With the crisis in Tibet entering its third week, we continue to sweep the web in search of interesting and/or informative pieces to bring to the attention of our readers. This fifth installment in the series is heavily devoted to retrospective works, which go back in time, either to detail what took place in Tibet in the past or explore historical analogies useful for thinking through the contemporary situation. Still, since the story continues to unfold and take surprising turns, we also include links to pieces that track very recent developments, both on the ground and in the debate over issues of coverage:
1) The Far Eastern Economic Review does a great service by making available, free from its archives, the magazine's reports on the 1959 Tibetan insurgency.
2) Foreign Policy has posted a thoughtful interview with Robert Barnett, author of the recent Lhasa: Streets with Memories and a leading American Tibet specialist based at Columbia University.
3) Ian Buruma, in "The Last of the Tibetans," takes up the common theme of parallels between the treatment of Native Americans then and Chinese ethnic minorities now, but gives it some very interesting novel twists at.
4) The Economist, which continues to have the advantage over the other main Western media outlets of having had a reporter on the ground in Lhasa when the demonstrations and riots began, provides a valuable retrospective and update of things that just happened (like the disruption of a choreographed press conference by angry monks).
5) Richard Spencer, of the Daily Telegraph, offers an unusually wide-ranging and interesting discussion of the complexities to media "bias" concerning Tibet on his lively blog.
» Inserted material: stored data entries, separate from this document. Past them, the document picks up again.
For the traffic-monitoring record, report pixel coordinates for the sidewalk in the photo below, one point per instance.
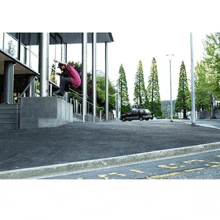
(82, 142)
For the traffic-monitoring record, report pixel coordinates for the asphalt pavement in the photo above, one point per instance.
(39, 149)
(204, 165)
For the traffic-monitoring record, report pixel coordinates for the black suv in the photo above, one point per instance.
(137, 114)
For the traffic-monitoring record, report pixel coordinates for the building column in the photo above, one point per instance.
(106, 83)
(44, 63)
(31, 89)
(84, 76)
(19, 46)
(8, 81)
(94, 74)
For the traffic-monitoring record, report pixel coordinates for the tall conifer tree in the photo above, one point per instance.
(183, 101)
(140, 92)
(123, 90)
(153, 91)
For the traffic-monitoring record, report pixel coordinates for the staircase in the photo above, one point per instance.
(9, 116)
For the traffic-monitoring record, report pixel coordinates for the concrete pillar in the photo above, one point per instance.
(19, 46)
(84, 77)
(8, 81)
(31, 89)
(44, 64)
(106, 83)
(94, 74)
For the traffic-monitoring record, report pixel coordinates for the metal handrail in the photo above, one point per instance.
(26, 88)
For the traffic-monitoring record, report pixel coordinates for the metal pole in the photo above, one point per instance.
(8, 81)
(192, 85)
(44, 64)
(84, 63)
(19, 47)
(171, 101)
(94, 73)
(106, 83)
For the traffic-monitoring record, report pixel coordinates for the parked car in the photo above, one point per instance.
(137, 114)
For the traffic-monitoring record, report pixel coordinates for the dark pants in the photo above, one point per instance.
(64, 81)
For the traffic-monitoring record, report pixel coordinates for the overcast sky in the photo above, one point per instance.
(129, 47)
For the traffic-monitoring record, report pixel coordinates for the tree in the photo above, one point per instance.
(140, 92)
(202, 91)
(183, 101)
(123, 90)
(100, 87)
(153, 91)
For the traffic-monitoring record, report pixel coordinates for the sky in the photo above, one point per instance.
(130, 47)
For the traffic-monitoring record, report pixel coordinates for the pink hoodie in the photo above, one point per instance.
(74, 76)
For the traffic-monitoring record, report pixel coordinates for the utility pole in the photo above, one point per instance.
(192, 85)
(171, 99)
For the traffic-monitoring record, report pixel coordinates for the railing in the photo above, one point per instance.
(77, 106)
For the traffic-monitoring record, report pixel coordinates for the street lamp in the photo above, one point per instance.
(170, 57)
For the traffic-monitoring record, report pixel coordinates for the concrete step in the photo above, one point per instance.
(8, 120)
(9, 116)
(4, 126)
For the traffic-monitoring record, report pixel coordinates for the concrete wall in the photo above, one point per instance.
(39, 112)
(205, 114)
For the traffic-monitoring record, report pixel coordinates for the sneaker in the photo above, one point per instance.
(57, 95)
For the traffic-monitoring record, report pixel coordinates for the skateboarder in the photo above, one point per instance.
(69, 76)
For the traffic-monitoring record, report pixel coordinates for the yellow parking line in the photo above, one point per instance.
(163, 176)
(137, 171)
(192, 170)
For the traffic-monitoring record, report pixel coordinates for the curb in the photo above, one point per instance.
(68, 168)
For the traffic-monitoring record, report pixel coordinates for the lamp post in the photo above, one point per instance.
(170, 56)
(193, 121)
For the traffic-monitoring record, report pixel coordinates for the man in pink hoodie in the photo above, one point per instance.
(69, 76)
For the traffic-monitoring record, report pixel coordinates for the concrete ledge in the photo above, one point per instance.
(53, 170)
(37, 112)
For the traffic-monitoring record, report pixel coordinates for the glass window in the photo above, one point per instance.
(11, 45)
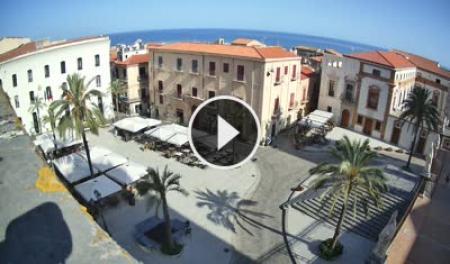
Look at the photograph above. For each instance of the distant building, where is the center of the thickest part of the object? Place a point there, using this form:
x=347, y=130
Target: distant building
x=40, y=68
x=130, y=66
x=7, y=44
x=365, y=92
x=186, y=74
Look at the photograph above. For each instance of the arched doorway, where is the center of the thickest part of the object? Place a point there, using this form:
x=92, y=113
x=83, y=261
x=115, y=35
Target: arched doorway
x=345, y=119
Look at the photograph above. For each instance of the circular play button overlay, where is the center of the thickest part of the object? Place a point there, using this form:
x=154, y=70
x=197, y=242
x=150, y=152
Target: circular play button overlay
x=224, y=132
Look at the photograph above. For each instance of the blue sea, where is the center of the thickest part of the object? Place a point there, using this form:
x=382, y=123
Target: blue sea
x=286, y=40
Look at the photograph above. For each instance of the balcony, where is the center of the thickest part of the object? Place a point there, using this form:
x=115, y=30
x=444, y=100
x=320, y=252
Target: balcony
x=348, y=98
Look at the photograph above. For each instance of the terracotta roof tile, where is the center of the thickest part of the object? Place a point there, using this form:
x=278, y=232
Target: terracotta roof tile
x=135, y=59
x=260, y=53
x=385, y=58
x=425, y=64
x=34, y=46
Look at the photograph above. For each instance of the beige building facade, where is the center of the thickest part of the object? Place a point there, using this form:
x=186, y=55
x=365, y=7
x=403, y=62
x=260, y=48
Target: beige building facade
x=365, y=92
x=186, y=74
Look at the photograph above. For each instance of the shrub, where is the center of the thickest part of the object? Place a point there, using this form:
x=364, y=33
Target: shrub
x=327, y=253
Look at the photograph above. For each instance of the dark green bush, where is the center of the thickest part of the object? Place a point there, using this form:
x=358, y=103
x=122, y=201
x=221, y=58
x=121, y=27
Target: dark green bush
x=327, y=253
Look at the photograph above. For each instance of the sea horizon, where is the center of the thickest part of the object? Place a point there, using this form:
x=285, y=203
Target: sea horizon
x=287, y=40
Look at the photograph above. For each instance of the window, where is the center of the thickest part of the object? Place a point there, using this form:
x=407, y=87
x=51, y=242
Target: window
x=16, y=101
x=372, y=98
x=194, y=66
x=226, y=67
x=80, y=63
x=179, y=90
x=376, y=72
x=276, y=105
x=349, y=92
x=292, y=101
x=47, y=71
x=212, y=68
x=331, y=86
x=359, y=121
x=97, y=60
x=435, y=98
x=377, y=125
x=179, y=64
x=240, y=73
x=32, y=97
x=14, y=78
x=48, y=93
x=294, y=71
x=277, y=76
x=30, y=75
x=160, y=62
x=63, y=67
x=98, y=81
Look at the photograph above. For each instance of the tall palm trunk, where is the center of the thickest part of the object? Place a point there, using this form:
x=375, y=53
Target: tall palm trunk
x=337, y=231
x=168, y=224
x=88, y=154
x=413, y=145
x=117, y=107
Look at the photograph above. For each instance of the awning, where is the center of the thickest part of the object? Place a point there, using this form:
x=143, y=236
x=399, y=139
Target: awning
x=136, y=124
x=103, y=159
x=101, y=185
x=73, y=167
x=179, y=139
x=316, y=119
x=127, y=173
x=47, y=143
x=165, y=132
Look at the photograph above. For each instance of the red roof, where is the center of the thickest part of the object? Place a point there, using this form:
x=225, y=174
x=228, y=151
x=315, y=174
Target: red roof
x=425, y=64
x=34, y=46
x=385, y=58
x=260, y=53
x=306, y=72
x=135, y=59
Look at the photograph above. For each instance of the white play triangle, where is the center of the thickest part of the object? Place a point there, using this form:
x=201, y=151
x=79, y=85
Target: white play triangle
x=225, y=132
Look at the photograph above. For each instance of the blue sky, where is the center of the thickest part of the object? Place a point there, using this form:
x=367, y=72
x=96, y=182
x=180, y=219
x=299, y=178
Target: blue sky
x=417, y=26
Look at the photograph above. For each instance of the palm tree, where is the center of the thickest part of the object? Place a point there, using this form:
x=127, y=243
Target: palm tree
x=420, y=112
x=116, y=88
x=36, y=105
x=162, y=184
x=76, y=111
x=351, y=172
x=50, y=119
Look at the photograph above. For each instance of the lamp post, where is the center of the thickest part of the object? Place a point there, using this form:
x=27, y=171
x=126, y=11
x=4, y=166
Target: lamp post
x=97, y=203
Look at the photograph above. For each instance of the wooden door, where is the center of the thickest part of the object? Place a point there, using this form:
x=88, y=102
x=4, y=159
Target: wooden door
x=345, y=118
x=368, y=124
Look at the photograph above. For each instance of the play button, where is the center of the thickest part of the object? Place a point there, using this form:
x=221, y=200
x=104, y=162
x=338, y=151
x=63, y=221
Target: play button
x=224, y=132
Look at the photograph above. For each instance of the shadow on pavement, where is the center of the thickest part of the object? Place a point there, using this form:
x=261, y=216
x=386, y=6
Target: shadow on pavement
x=41, y=235
x=228, y=209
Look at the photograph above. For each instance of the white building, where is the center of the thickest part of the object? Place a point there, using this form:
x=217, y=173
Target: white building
x=366, y=92
x=39, y=69
x=126, y=51
x=183, y=75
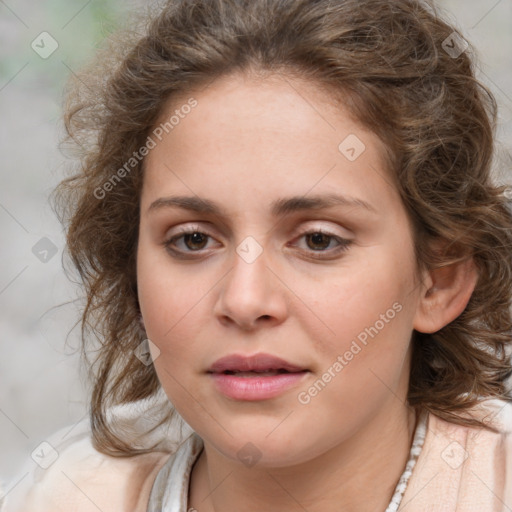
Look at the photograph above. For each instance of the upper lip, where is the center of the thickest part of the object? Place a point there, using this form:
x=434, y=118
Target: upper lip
x=257, y=363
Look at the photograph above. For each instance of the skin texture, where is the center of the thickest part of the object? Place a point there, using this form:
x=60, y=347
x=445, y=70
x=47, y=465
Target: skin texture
x=248, y=142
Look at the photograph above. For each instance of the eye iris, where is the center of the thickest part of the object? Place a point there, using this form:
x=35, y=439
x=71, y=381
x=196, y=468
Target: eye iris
x=195, y=238
x=319, y=238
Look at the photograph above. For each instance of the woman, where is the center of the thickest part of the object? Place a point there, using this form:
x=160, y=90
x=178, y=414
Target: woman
x=288, y=235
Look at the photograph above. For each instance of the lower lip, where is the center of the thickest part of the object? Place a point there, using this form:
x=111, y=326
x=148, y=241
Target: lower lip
x=256, y=388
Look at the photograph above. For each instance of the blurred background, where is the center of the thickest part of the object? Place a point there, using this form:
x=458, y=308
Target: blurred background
x=42, y=387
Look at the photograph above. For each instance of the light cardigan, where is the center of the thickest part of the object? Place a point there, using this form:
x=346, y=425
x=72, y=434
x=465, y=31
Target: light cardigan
x=459, y=469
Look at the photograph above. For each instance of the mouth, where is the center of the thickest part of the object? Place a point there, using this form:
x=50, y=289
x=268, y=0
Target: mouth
x=257, y=377
x=258, y=364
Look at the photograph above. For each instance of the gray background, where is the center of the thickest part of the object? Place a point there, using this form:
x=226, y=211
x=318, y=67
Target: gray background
x=41, y=386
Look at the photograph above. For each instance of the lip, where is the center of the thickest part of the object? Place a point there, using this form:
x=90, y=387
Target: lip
x=284, y=375
x=256, y=363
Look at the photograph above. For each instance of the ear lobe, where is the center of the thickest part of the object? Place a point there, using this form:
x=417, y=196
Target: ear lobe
x=447, y=295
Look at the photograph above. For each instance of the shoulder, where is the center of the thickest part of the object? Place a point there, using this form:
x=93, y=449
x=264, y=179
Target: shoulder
x=73, y=475
x=467, y=468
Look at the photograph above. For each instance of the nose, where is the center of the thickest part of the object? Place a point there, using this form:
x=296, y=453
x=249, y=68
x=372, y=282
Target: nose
x=252, y=294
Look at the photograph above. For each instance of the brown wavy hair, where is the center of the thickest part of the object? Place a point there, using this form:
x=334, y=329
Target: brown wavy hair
x=386, y=61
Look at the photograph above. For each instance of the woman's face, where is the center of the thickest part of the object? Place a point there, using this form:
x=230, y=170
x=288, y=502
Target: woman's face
x=239, y=274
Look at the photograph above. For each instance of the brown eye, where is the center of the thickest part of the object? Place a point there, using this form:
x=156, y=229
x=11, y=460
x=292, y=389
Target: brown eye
x=318, y=240
x=195, y=240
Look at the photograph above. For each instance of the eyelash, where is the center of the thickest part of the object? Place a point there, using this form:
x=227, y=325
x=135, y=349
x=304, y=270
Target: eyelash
x=342, y=247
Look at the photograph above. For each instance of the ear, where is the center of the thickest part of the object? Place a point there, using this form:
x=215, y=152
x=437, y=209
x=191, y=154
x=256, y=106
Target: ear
x=445, y=295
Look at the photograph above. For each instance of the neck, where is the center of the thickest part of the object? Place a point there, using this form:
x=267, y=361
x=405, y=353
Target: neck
x=359, y=474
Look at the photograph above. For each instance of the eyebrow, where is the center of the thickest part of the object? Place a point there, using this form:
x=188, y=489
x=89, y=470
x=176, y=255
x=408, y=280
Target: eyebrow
x=279, y=207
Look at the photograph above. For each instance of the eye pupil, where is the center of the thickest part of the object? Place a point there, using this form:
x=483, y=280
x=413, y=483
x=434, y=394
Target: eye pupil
x=195, y=238
x=319, y=238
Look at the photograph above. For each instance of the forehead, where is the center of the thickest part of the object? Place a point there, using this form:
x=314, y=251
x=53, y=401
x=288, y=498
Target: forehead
x=264, y=136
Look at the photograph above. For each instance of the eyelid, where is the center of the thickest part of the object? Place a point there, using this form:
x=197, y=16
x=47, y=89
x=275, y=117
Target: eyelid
x=343, y=243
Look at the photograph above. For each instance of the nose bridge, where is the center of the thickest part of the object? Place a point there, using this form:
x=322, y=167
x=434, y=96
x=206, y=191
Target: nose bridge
x=250, y=289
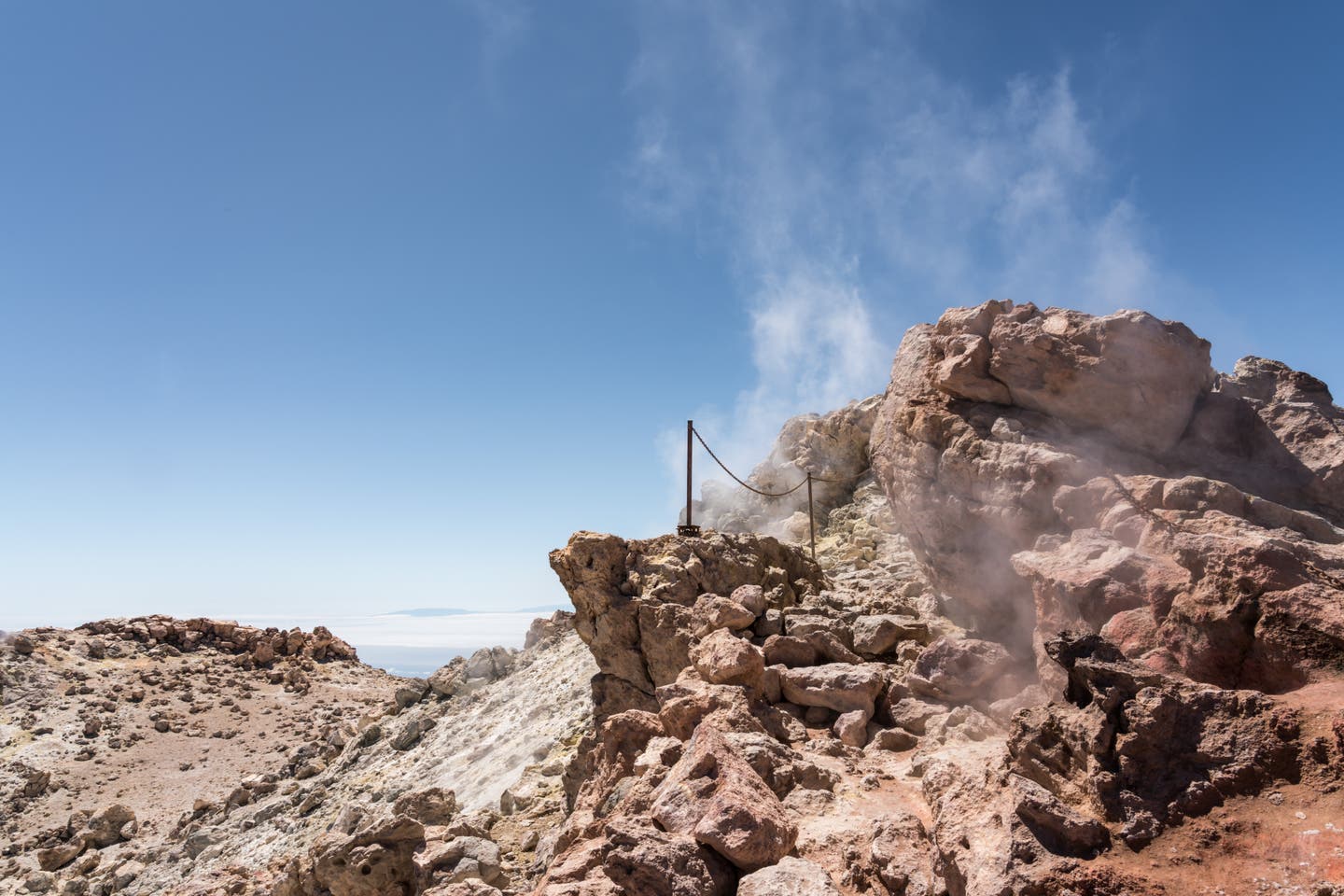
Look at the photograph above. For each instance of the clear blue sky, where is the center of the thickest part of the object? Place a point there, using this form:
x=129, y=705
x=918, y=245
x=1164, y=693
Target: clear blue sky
x=345, y=306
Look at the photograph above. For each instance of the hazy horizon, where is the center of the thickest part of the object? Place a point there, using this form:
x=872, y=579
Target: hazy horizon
x=345, y=308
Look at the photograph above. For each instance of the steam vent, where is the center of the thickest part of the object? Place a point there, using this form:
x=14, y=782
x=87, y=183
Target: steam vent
x=1074, y=627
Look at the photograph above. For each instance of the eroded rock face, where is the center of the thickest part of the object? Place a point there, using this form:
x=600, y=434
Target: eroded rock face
x=641, y=605
x=1144, y=749
x=1058, y=470
x=715, y=797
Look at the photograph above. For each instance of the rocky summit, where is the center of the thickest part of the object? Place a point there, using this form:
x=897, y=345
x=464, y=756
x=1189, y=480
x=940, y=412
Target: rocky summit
x=1074, y=627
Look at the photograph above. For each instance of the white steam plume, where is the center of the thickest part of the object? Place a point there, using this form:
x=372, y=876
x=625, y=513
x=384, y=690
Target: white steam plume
x=858, y=174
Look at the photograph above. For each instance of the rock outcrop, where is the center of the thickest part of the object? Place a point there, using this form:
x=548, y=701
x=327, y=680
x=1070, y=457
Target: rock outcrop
x=1074, y=627
x=1057, y=470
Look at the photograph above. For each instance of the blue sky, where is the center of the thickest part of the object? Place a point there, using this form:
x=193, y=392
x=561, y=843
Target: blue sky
x=321, y=306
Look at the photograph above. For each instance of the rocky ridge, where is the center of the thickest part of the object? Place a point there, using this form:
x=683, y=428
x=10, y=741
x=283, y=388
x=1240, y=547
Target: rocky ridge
x=1074, y=627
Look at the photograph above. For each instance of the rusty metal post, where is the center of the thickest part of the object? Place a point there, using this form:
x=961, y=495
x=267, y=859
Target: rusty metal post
x=689, y=528
x=812, y=520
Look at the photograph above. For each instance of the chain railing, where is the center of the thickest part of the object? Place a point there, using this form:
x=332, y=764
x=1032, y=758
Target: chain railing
x=690, y=529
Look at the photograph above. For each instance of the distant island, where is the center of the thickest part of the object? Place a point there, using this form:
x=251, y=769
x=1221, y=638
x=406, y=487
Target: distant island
x=455, y=611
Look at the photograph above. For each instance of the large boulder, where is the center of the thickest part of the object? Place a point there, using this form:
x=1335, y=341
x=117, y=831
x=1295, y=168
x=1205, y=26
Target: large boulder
x=378, y=859
x=635, y=857
x=791, y=877
x=727, y=660
x=1058, y=470
x=1144, y=749
x=640, y=606
x=715, y=797
x=836, y=685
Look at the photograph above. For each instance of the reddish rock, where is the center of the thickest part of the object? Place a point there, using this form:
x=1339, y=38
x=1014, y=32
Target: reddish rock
x=717, y=798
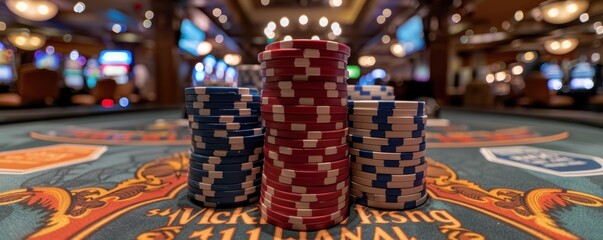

6) Parallels between recent events involving Tibet (and Iraq) and 1930s events involving Japan (and Manchuria) are explored by China's Beat's Jeff Wasserstrom, in a commentary that muses on what Hu Jintao and George W. Bush might have to say to one another in Beijing in August. Donald Lopez, one of the leading American specialists in Buddhism and author of Prisoners of Shangrila, also posted a recent piece called "How to Think about Tibet" at openDemocracy, asking us to ponder the historical analogy provided by Latvia.